Build a Python MRZ Scanner with Passport Portrait and Face Extraction

In this tutorial, you will learn how to build a professional desktop application for reading Machine Readable Zones (MRZ) from passports and ID cards with portrait and document detection capabilities. By the end of this guide, you’ll have a fully functional GUI application built with PySide6 and powered by Dynamsoft Capture Vision SDK.

What you’ll build: A PySide6 desktop application that reads MRZ text from passports and ID cards, extracts the portrait zone, and overlays document boundaries in real time — powered by Dynamsoft Capture Vision SDK.

Key Takeaways

  • Dynamsoft Capture Vision SDK’s IdentityProcessor.find_portrait_zone() locates the passport portrait region by analyzing its spatial relationship to MRZ text lines — no manual coordinate logic needed.
  • A single CaptureVisionRouter instance handles document detection, OCR-based MRZ recognition, and portrait extraction in one pass using the "ReadPassportAndId" template.
  • The intermediate result pipeline (IntermediateResultReceiver) provides raw access to deskewed images and text line units, enabling accurate portrait zone localization.
  • The finished app runs cross-platform on Windows, Linux, and macOS with real-time camera support and a dark-theme PySide6 UI.

Common Developer Questions

  • How do I extract a portrait photo from a passport using Python?
  • How accurate is Python MRZ scanning with Dynamsoft Capture Vision compared to Tesseract?
  • How do I scan a passport MRZ in real time from a webcam using Python?

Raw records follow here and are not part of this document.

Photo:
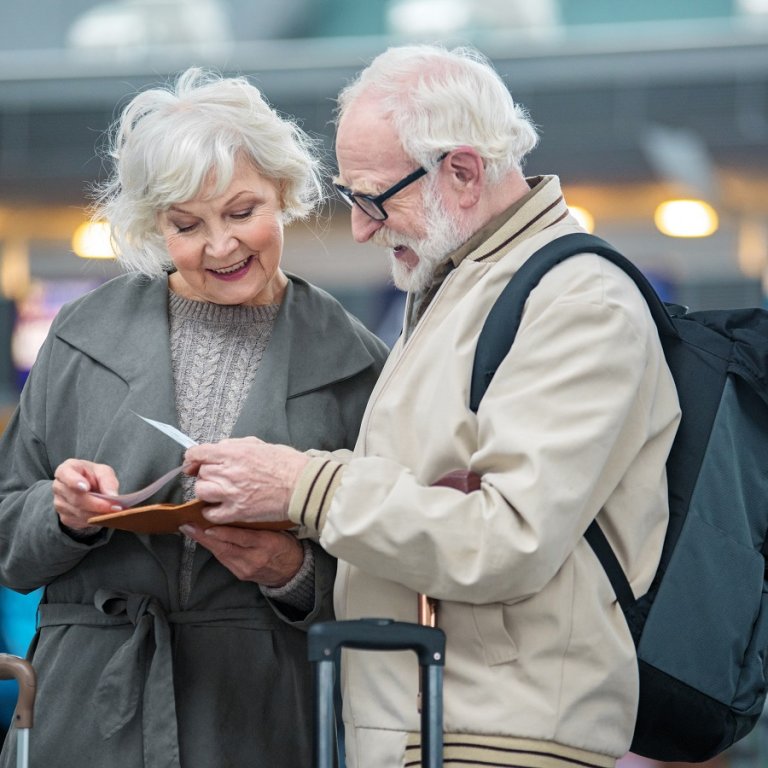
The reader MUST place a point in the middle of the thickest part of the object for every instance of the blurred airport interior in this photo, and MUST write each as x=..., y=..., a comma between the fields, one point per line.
x=638, y=104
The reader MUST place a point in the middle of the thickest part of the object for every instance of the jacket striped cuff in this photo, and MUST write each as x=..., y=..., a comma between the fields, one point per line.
x=475, y=751
x=314, y=491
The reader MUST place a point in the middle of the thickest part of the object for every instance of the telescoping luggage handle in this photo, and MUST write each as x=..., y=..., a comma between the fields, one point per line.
x=325, y=640
x=13, y=667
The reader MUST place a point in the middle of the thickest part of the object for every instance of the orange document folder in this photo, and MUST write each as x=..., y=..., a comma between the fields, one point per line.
x=166, y=518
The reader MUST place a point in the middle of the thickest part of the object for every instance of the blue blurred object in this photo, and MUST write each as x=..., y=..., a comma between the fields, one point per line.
x=17, y=627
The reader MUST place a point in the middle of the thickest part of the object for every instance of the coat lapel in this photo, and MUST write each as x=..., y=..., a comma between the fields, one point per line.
x=314, y=344
x=138, y=353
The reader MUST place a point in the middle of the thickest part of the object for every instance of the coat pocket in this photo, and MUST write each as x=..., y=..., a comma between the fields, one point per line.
x=498, y=645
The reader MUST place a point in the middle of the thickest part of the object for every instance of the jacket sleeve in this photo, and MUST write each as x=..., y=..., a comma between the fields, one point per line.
x=34, y=549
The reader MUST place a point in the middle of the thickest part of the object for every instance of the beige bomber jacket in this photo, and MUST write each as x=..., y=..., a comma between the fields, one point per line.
x=577, y=423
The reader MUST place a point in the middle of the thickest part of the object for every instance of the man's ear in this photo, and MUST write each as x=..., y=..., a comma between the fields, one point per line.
x=466, y=175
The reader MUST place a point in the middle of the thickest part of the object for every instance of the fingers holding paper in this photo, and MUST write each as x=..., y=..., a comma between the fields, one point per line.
x=268, y=558
x=246, y=479
x=74, y=479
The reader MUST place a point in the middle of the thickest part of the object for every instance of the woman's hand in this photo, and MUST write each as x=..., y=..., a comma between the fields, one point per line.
x=73, y=481
x=269, y=558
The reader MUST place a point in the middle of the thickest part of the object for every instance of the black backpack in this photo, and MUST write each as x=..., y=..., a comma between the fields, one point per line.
x=701, y=630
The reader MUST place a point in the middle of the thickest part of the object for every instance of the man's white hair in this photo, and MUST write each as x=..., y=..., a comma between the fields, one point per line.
x=169, y=142
x=440, y=99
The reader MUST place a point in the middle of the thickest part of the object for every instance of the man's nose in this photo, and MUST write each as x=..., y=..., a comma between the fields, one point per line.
x=363, y=226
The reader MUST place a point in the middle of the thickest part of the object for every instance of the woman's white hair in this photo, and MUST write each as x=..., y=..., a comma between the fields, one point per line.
x=439, y=99
x=170, y=141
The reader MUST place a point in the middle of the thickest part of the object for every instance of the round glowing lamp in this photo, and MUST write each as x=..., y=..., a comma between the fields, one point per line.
x=583, y=216
x=686, y=218
x=92, y=241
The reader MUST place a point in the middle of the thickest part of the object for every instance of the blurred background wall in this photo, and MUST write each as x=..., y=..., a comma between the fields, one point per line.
x=638, y=103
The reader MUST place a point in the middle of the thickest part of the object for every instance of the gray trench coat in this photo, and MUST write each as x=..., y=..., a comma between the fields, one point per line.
x=126, y=678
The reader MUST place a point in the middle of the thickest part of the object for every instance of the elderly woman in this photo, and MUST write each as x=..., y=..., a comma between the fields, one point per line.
x=153, y=650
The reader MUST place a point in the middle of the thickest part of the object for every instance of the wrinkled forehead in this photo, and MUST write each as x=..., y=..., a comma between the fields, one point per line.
x=367, y=144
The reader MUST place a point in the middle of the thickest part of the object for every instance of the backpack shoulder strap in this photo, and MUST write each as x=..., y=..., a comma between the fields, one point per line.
x=503, y=320
x=499, y=332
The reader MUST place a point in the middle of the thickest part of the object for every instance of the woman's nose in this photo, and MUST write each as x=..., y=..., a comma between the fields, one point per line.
x=363, y=226
x=221, y=244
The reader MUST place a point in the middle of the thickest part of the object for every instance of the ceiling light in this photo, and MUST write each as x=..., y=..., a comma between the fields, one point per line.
x=92, y=240
x=583, y=216
x=686, y=218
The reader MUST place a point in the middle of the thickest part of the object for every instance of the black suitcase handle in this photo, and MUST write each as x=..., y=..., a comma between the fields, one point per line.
x=325, y=641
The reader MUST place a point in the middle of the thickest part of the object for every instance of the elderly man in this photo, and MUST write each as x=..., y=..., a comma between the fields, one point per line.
x=576, y=424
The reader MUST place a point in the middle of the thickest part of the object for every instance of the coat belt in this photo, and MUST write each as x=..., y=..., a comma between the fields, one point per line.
x=126, y=679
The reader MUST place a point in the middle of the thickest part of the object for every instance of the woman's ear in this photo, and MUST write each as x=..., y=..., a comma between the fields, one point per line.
x=466, y=175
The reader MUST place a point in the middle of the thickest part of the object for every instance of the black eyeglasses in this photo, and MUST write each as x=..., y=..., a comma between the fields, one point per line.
x=371, y=205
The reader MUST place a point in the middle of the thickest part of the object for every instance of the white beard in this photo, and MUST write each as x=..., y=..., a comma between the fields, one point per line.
x=443, y=236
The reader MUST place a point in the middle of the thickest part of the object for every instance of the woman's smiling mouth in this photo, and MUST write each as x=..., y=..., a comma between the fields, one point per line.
x=232, y=272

Demo Video: Passport Scanner with Face, MRZ and Document Detection

What You Will Build

A cross-platform desktop passport scanner featuring:

  • Real-time MRZ recognition from passports and ID documents (TD1, TD2, TD3 formats)
  • Portrait/face detection and localization on travel documents
  • Multiple input methods: image files, folders, camera streams, drag-and-drop, clipboard paste
  • Visual overlays showing document boundaries, MRZ locations, and detected portraits
  • Parsed data display with structured extraction of personal information
  • Export functionality for normalized document images

Why Dynamsoft Capture Vision SDK Handles MRZ and Portrait in One Pass

Dynamsoft Capture Vision SDK provides a comprehensive solution for document processing with these key advantages:

  • All-in-one document processing: Combines document detection, MRZ recognition, and portrait extraction in a single SDK
  • High accuracy: Advanced OCR engines optimized for machine-readable zones
  • Intermediate results access: Fine-grained control over the processing pipeline
  • Cross-platform support: Windows, Linux, and macOS compatibility
  • Production-ready: Trusted by enterprises for identity verification systems

Prerequisites

Before starting, ensure you have:

  • Python 3.9 or higher installed
  • A webcam (optional, for camera capture functionality)
  • Sample passport or ID card images for testing

Getting Your Trial License

Get a 30-day free trial license for Dynamsoft Capture Vision Suite — no credit card required, full feature access for 30 days.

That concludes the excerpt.